While placement is necessary, it must be followed by the layering and integration stages to fully achieve the goal of a typical money laundering cycle. That notwithstanding, in a cash intensive economy, it is possible to acquire illicitly obtained funds (placement) and use the cash payments to purchase high value luxury goods (integration) such as vehicles, houses or jewelleries without necessarily channelling the funds through the financial system (layering) stage.
What constitute money
laundering?
Money laundering is said to be a derivative offence usually based on a predicate offense. Predication refers to the underlying criminal activity that generates the illicit proceeds which are then laundered. Essentially, it’s the initial crime that creates the “dirty money” that is later disguised as legitimate.
Predicate offense of money laundering includes the following:
Illicit trafficking in narcotic drugs and psychotropic substances (Illegal drug production, distribution, and sales generate substantial profits that can be laundered)
Corruption, Extortion, Bribery, Counterfeiting of currency, Counterfeiting of products, Cybercrime (Crimes like hacking, data breaches, and online fraud can generate proceeds that require laundering)
Fraud (financial and internet fraud schemes like investment fraud business fraud over the internet, produce illicit proceeds. Tax crimes, Forgery, Terrorism, including terrorism financing, Participation in Organised criminal groups and racketeering, Murder, grievous bodily harm, Environmental crime (Illegal activities like poaching, illegal logging, illegal mining and toxic waste dumping can generate profits.
Trafficking in human beings and migrant smuggling (exploiting individuals for labour generates illicit proceeds). Illicit arms trafficking (illegal trade of weapons generates substantial profits) Piracy, Illicit trafficking in stolen and other goods, Sexual exploitation, including sexual exploitation of children
Kidnapping, illegal restraint and hostages, Robbery or theft, Insider trading and market manipulations.

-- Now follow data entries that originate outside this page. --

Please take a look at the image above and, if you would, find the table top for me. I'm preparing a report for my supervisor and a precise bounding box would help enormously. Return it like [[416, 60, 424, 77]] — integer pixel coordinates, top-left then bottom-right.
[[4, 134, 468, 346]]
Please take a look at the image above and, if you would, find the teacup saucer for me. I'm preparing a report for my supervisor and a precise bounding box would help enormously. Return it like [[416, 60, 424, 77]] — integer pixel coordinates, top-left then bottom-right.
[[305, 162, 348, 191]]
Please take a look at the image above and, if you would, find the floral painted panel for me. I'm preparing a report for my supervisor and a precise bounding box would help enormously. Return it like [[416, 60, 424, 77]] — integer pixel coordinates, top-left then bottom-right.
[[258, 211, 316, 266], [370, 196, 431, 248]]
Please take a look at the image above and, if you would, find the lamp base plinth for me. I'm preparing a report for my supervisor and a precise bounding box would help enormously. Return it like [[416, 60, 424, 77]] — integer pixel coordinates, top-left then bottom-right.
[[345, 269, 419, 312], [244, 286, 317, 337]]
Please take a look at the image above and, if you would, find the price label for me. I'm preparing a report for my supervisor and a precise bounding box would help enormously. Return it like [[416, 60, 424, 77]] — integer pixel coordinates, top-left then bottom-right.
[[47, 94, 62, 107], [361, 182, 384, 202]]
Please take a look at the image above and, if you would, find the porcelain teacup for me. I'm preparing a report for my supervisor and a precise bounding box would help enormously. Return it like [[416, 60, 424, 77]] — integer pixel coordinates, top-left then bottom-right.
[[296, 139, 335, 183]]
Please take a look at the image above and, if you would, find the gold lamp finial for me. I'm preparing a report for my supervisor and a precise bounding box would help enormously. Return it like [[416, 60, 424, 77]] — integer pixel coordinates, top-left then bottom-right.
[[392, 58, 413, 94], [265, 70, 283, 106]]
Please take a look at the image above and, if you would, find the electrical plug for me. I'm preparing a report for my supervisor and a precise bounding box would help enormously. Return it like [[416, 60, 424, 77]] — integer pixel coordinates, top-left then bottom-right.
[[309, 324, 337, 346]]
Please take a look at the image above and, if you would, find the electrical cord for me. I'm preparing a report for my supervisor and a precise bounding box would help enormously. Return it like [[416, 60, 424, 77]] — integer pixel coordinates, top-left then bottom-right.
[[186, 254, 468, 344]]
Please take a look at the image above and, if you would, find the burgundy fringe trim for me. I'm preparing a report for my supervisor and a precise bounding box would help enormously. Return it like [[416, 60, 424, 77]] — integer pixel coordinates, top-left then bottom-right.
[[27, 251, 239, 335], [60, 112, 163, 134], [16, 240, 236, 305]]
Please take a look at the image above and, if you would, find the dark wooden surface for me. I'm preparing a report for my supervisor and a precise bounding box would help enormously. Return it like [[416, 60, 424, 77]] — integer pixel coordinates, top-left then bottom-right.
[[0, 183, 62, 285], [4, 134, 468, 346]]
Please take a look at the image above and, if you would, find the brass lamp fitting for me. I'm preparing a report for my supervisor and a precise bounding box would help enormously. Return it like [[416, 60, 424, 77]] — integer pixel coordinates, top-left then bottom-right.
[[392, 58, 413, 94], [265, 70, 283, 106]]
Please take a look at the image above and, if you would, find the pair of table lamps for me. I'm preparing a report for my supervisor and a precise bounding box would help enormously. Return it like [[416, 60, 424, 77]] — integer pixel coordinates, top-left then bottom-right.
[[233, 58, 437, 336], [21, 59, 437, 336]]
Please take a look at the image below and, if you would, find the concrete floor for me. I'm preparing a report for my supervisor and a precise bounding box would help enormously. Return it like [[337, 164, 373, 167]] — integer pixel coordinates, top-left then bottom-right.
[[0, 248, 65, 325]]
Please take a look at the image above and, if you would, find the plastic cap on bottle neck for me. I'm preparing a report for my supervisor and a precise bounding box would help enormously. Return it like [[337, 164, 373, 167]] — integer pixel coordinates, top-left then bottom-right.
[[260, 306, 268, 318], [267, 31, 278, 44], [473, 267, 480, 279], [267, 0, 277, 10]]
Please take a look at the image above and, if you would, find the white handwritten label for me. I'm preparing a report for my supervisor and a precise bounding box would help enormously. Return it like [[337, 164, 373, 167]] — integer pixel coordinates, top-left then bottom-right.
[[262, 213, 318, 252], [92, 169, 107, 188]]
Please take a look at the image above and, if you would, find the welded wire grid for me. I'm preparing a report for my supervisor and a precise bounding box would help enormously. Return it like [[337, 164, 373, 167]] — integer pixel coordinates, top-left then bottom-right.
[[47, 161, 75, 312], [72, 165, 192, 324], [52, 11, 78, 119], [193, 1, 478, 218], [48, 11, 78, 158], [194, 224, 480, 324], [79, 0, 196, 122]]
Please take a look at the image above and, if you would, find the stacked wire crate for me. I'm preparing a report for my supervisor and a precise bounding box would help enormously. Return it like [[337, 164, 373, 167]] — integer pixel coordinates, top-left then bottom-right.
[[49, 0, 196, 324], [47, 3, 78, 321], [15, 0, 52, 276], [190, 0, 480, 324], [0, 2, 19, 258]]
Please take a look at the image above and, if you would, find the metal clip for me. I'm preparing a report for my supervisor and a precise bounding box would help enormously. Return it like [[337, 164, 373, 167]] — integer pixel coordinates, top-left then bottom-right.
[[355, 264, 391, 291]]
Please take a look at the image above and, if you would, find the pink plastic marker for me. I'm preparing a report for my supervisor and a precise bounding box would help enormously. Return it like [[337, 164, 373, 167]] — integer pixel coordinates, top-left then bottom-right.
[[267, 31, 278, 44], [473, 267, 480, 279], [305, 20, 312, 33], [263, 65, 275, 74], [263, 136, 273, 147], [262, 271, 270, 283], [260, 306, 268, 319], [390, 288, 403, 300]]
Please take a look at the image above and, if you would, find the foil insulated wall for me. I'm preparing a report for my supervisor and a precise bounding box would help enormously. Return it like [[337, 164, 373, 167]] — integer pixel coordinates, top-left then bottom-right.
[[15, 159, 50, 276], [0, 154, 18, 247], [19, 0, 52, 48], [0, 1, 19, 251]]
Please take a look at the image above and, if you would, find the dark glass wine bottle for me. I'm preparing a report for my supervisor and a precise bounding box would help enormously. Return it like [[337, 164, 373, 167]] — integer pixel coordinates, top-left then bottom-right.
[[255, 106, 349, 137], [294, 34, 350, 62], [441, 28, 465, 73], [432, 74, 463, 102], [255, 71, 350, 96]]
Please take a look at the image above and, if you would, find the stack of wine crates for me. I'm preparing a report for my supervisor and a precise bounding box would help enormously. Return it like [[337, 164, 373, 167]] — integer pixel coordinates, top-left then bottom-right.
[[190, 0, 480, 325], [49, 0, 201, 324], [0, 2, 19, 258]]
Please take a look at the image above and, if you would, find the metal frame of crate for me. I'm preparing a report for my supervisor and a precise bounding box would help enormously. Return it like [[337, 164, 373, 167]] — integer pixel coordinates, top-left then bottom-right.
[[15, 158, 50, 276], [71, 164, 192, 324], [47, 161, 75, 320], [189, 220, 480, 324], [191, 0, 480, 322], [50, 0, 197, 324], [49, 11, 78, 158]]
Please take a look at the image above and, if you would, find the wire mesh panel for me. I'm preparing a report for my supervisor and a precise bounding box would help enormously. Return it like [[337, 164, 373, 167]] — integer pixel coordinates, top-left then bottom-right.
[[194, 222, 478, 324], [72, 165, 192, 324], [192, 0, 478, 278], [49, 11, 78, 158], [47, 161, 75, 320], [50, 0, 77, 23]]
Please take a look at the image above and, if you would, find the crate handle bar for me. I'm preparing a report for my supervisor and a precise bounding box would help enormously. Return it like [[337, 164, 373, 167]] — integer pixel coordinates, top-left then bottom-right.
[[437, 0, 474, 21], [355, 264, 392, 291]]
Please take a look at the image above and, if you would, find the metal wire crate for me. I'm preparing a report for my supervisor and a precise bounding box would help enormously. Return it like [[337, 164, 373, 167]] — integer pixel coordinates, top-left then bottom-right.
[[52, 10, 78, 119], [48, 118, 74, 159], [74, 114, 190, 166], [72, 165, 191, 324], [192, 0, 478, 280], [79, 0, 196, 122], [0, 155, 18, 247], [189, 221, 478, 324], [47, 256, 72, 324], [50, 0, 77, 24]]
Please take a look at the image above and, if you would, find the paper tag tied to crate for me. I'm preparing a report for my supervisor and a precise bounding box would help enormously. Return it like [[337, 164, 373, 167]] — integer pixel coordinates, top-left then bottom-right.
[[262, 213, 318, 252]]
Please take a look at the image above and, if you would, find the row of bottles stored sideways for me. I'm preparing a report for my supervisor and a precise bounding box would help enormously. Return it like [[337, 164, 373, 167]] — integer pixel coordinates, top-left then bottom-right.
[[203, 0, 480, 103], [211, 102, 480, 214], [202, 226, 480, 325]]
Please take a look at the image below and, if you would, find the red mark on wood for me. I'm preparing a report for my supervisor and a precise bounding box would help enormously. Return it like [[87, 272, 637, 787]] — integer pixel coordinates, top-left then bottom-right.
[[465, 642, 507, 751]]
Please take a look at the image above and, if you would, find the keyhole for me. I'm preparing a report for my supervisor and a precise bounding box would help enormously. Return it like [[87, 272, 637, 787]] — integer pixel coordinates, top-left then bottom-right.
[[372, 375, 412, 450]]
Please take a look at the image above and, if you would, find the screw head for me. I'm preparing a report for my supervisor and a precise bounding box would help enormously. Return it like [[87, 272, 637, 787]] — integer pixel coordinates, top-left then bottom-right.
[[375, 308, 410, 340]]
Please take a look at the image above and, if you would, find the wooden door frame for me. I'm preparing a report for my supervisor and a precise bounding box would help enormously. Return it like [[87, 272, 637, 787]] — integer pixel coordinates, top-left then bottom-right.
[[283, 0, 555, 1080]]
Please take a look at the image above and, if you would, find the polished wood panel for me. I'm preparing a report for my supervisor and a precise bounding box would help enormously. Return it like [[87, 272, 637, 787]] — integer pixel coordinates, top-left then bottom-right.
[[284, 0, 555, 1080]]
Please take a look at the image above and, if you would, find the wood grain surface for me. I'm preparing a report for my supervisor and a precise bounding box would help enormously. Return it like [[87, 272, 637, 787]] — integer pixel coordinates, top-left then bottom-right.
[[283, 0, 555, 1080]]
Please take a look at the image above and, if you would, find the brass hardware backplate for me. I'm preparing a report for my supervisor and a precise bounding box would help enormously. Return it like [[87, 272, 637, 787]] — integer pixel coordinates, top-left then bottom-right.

Although these predications are not exhaustive of money laundering, they form the grounds for the offense of money laundering to be established, charged and prosecuted. Investigative and prosecutorial authorities are to include the charge of money laundering in cases involving these predications and to identify the sources of illicit proceeds, trace and follow the money.
Types of Money
Laundering
Self-laundering refers to the process where an individual launders funds or assets generated through a criminal activity. It involves the same individual being both the perpetrator of the initial crime and the subsequent money launderer. Self- laundering occurs when a criminal or a transnational criminal organisation tries to hide the illicit origins of the proceeds of crime by laundering the money itself. An example of self- laundering is that someone commits fraud and then uses the proceeds to invest in the sale of luxury goods to make the money appear legitimate.
Professional money laundering involves an external service provider to launder the proceeds of crime for a criminal or a criminal organisation. Professional money launderers may serve multiple criminals, advertising their services by word-of-mouth or on illicit marketplaces, such as dark net or encrypted platforms. These may include the misuse of the professionals such as lawyers, accountants and corporate service providers by criminals to receive illicit proceeds.
Third-party money laundering refers to the use of a business or individual to conceal the origins of illicit funds. These third parties can be complicit or unwitting participants in the laundering process, unknowingly facilitating the movement and disguise of criminal proceeds. For instance, a company, an NGO or an individual agrees to use its bank account to receive the proceeds of crime for a criminal on percentage terms.